3. Torquing ring screws too hard or with thread locker in the incorrect location
Scope tubes These are fine-walled tubes containing fragile internals. Excessive ring torque will cause a tube to be dented or the erector system to be preloaded, which could appear like random dispersion or a zero that will not want to be where it is supposed. An insufficient amount of torque may permit the scope to slip during recoil. Another risk factor is the use of thread locker that causes change in friction in the threads and can also alter effective torque. One of the assembly rules is to apply blue thread locker to base screws but not to the ring screws, namely, not to tighten the rings and stress the optic accidentally.

4. Without any mount, the scope is mounted to be in contact with the rifle when recoiling
Barrels whip. Stocks flex. When the objective bell, eyepiece, or any other component of the scope comes in physical contact with the barrel or action during shooting, the system will receive an erratic mechanical signal just as the bullet is passing through the bore.
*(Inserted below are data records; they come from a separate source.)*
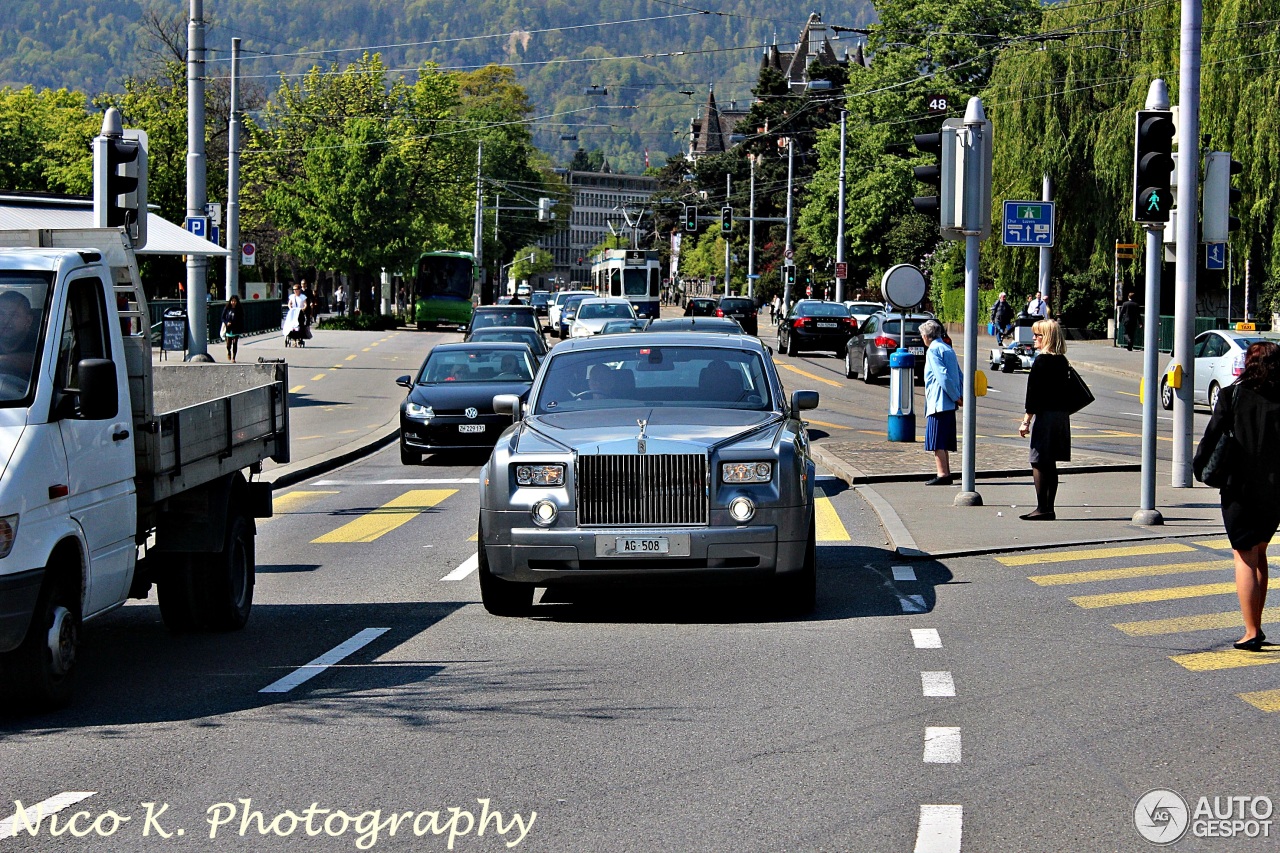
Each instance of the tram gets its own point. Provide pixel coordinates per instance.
(630, 273)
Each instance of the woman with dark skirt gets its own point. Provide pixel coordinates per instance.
(1251, 500)
(1050, 427)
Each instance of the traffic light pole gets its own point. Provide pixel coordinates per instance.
(197, 192)
(1188, 240)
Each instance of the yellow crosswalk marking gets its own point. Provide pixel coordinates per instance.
(1132, 571)
(1225, 660)
(1092, 553)
(1262, 699)
(388, 516)
(291, 501)
(1202, 623)
(1144, 596)
(827, 523)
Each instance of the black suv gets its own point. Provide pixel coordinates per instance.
(740, 309)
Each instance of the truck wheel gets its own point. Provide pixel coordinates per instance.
(229, 576)
(502, 597)
(796, 592)
(181, 592)
(41, 670)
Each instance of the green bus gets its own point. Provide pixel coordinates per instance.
(444, 286)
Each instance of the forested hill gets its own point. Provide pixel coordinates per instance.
(558, 48)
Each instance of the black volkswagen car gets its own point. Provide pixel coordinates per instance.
(814, 324)
(449, 404)
(741, 309)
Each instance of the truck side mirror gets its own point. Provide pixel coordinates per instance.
(508, 405)
(99, 392)
(803, 400)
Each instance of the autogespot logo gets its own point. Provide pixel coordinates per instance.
(1161, 816)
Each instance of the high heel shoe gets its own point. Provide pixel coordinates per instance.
(1252, 644)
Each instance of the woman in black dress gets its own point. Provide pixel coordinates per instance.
(1051, 433)
(1251, 501)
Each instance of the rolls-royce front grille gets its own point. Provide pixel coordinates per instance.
(641, 489)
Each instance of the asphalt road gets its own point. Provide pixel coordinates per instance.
(1024, 702)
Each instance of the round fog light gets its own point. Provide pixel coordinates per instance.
(741, 509)
(544, 512)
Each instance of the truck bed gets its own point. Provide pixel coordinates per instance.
(209, 420)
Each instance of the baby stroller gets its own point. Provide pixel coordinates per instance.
(295, 327)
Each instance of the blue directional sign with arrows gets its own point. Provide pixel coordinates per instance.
(1215, 255)
(1028, 223)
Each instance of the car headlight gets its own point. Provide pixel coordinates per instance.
(540, 474)
(746, 471)
(8, 533)
(741, 509)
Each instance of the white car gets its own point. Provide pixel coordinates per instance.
(557, 304)
(1219, 361)
(593, 314)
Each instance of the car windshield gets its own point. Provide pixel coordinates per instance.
(515, 333)
(612, 310)
(821, 309)
(485, 319)
(22, 306)
(475, 365)
(653, 375)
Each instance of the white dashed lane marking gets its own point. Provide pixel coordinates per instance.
(926, 638)
(315, 667)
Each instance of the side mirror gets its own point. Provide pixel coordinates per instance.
(99, 392)
(803, 400)
(508, 405)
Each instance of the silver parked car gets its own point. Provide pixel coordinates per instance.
(650, 457)
(1219, 360)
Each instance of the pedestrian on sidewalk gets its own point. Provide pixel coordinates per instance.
(233, 327)
(942, 393)
(1051, 436)
(1249, 411)
(1129, 320)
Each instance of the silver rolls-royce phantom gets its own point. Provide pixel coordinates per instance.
(650, 456)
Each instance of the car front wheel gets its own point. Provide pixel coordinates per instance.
(501, 597)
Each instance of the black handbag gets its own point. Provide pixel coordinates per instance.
(1215, 469)
(1078, 395)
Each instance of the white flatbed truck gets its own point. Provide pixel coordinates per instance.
(115, 473)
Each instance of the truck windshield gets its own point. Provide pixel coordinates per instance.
(23, 304)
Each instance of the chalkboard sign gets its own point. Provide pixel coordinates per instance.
(174, 333)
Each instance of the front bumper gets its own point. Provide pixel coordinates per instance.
(18, 594)
(442, 432)
(521, 552)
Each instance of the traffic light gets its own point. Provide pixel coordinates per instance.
(1152, 164)
(940, 208)
(1217, 222)
(120, 178)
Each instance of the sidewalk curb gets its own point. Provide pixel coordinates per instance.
(855, 477)
(292, 474)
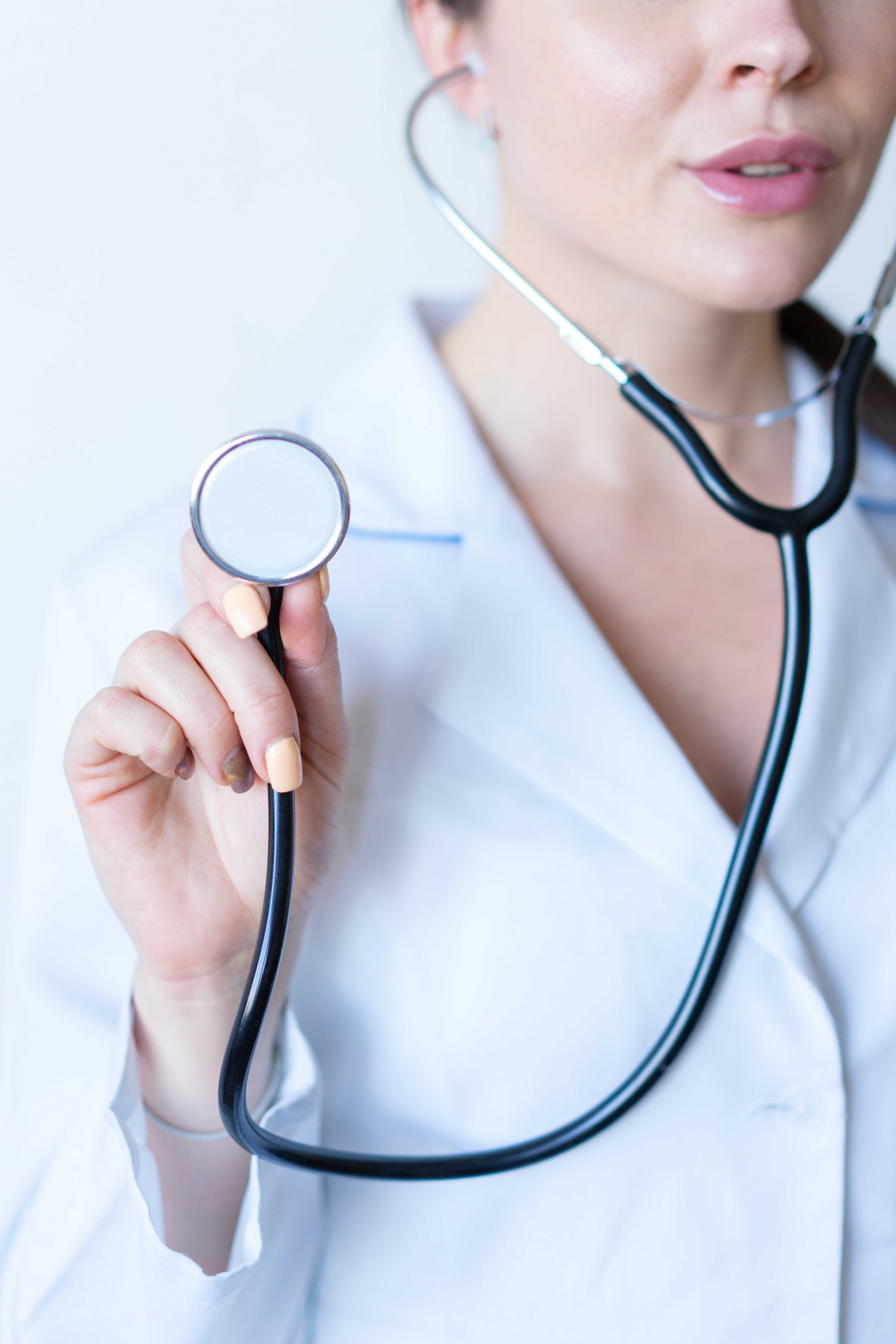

The outcome is one of either vertical stringing, fliers without reasons or a zero that moves when the rifle is knocked about. Clearance is not an option, and the choice of rings belongs to that. A convenient minimum is to hold the objective at least 0.1 inch above the barrel in order to prevent vibration.

5. Broiling parties off a shifting rest-or resting the barrel
The variable is supposed to be removed through precision testing but the shooter is re-inserted by a moving front rest. When the rifle jumps, the bags move, or the bipod feet sneak, the subsequent shot is fired at a slightly altered geometry. Sometimes that difference is slight enough to be overlooked at the time and significant enough to destroy a group. Rest placement matters, too. One of the most frequent set up mistakes is to have the support under the barrel rather than under the stock/fore-end, altering the barrel dynamics and generally yielding unconsistent effects. Accessories are not a rock-solid bench and repeatable bag pressure, which is the test fixture.

6. Have forgotten parallax, and then run after the explanation of bad ammunition
Parallax is a precision-killer as it converts small changes in head position to changes in aim. Still, at range, it is capable of moving point of aim to simulate load variation, particularly in situations where the shooter is in rapid mode, magnification change, or a change of position behind the rifle between shots. One of the good practices is to consider parallax as a pre-shot fix rather than an adjustment to be done once. The first way is to turn the knob in and then check to ensure that the reticle is not floating on the target by making sure that the head is slightly moved in order to check the parallax is not floating on the object, as described in the instructions on how to check parallax before each shot.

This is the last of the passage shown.